Лурса кашлянул. Только кашлянул, и больше ничего, и рассеянно продолжал штриховать рисунок, который набросал в своей записной книжке.

- Этот Маню, попав под влияние Большого Луи и действуя по его указке, вынужден был совершать нечистоплотные поступки, ибо, по словам Доссена, эти две тысячи шестьсот франков могли быть добыты только им, Маню. Испугался ли Маню в конце концов? Или Большой Луи стал предъявлять непомерные требования? Так или иначе, он решил его убрать.

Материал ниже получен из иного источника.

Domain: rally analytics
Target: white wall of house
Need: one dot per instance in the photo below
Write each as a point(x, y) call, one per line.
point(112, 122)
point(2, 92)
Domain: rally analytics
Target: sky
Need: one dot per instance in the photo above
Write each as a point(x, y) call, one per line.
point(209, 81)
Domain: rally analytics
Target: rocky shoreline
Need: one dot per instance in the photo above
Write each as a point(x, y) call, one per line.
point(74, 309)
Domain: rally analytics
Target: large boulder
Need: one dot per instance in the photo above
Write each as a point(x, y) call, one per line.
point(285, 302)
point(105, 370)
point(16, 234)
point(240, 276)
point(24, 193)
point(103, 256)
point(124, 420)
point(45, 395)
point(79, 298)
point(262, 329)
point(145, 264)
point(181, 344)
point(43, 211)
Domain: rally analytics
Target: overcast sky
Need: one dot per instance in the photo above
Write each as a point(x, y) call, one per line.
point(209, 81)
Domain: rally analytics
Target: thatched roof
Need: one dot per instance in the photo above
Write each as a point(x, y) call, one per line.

И добавил торжественным тоном, так, словно Лурса не был в курсе дела:

- Я велел арестовать Маню сегодня утром. Сейчас он здесь. Через несколько минут я рассчитываю начать допрос.

Рожиссар поднялся, подошел к окну и выглянул на улицу.

- Самое огорчительное во всем этом деле то, что ваша дочь сочла своим долгом сразу же примчаться сюда вместе с матерью этого юноши. Сейчас обе они сидят в коридоре. Впрочем, вы сами их, должно быть, видели. Дюкуп попытался вмешаться, попросил, разумеется неофициально, вашу дочь не афишировать себя до такой степени, но ответа не получил. В данных обстоятельствах, если мне предложат выступить в роли обвинителя, трудно будет объяснить...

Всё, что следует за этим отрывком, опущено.